For Toby, her initial task toward rebuilding is to reinstate ordered time. Gardeners were expected to memorize every feast day, as they never left written records. This allows Toby to recreate an approximation of the calendar, which was likely the point, but the issue that the group has largely avoided is the question of repopulation, an issue that Swift Fox forces dramatically with pregnancy tests. Ren’s immediate reaction is that she doesn’t want to bring a baby into a dangerous, post-apocalyptic world, but Swift Fox asserts a duty to the human race. This seems like the most obvious aspect of continued survival, but the ensuing conversation at the breakfast table demonstrates that it’s not so simple. Ivory Bill broaches the idea of mating with Crakers. The men discuss reproduction and experimentation until White Sedge gets angry and points out that they’re talking about the women as if they are animals to be bred. It’s purely theoretical to them, showing how they could easily fall into a system where women are subjugated again. Amanda’s pregnancy brings up the problems of repopulation because, first, Amanda is severely traumatized by both possibilities for conception and desperately wants to stop being pregnant. Second, if the father is a Craker, they have no way of knowing how dangerous the pregnancy could be. Finally, any pregnancy is dangerous with no medical care.

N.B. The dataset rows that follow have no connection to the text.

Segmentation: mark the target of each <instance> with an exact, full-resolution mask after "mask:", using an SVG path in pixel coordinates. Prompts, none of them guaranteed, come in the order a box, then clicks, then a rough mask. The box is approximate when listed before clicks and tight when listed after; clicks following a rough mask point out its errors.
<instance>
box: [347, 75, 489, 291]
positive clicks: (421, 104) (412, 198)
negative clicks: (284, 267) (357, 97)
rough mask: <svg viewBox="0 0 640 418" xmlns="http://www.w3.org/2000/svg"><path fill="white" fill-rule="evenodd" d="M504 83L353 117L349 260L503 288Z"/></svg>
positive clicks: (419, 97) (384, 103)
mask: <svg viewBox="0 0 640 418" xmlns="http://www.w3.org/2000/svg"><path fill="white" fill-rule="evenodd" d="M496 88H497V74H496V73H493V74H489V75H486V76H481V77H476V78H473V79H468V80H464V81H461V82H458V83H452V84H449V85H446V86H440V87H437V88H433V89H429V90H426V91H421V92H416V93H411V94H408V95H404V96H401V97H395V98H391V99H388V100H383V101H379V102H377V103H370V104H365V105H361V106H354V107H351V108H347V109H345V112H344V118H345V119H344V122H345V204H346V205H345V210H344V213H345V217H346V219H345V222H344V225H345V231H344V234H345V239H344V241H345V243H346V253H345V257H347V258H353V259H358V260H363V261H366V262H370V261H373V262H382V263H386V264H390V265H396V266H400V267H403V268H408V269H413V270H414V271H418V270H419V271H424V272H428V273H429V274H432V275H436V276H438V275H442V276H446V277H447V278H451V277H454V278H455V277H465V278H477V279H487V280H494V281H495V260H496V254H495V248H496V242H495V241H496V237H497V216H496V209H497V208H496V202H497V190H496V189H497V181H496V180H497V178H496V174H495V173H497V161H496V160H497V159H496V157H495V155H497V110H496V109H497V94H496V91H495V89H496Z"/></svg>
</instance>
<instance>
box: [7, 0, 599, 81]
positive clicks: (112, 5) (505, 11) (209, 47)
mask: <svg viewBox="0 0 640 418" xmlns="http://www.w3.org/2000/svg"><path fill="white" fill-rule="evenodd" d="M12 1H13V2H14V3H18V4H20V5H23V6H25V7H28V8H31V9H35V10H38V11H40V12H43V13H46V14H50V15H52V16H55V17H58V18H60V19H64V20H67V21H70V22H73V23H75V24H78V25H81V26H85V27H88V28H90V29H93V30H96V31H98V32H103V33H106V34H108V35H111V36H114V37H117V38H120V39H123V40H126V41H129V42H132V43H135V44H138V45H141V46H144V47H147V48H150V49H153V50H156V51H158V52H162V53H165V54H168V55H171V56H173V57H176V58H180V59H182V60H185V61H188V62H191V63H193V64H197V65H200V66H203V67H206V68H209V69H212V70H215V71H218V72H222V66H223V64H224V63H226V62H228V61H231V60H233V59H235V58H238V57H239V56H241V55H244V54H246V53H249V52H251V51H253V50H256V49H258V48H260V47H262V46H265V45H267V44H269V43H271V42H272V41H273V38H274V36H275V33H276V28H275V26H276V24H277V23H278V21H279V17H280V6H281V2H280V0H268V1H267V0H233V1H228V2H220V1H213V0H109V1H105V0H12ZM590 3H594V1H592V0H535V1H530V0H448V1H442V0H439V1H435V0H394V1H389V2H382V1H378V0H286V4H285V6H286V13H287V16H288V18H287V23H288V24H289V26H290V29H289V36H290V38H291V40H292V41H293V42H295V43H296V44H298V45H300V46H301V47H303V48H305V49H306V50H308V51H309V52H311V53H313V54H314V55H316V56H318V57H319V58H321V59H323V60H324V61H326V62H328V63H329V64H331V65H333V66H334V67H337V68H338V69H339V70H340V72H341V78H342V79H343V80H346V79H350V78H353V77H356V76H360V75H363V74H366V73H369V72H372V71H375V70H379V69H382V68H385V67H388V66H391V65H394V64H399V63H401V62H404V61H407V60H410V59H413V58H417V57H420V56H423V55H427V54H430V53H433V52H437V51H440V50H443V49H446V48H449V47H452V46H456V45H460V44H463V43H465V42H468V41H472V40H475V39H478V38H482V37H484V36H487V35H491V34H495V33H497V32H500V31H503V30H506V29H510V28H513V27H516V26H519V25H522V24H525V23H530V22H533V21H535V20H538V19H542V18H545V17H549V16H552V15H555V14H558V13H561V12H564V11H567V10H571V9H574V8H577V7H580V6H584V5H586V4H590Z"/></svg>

Toby, who only joined the Gardeners to hide from her murderous, rapist, Painballer ex-boss at Secret Burgers, ended up absorbing the lessons and becoming a reluctant believer (although she maintains her skepticism). She still feels the need to talk to the bees, who are supposed to be messengers for the dead. Pilar told her that people need the hope that death isn’t the end. Crake didn’t want his creation to be capable of having religion, but they build one anyway because they have the same desire as regular humans to believe that there is more in the universe, even though they don’t have any fear or feelings about death until they learn it from Toby. The Crakers have a spiritual connection that seems impossible to Toby. They can connect with Jimmy and see his experiences while he's unconscious, even knowing when he will wake up. Toby discovers that their singing allows them to speak to animals, and on Toby’s vision question, Blackbeard seems to be communicating with the sow. There is reason to hope for the future of humanity, but also to hope that after the mass murder of almost all of humanity, death isn’t simply the end.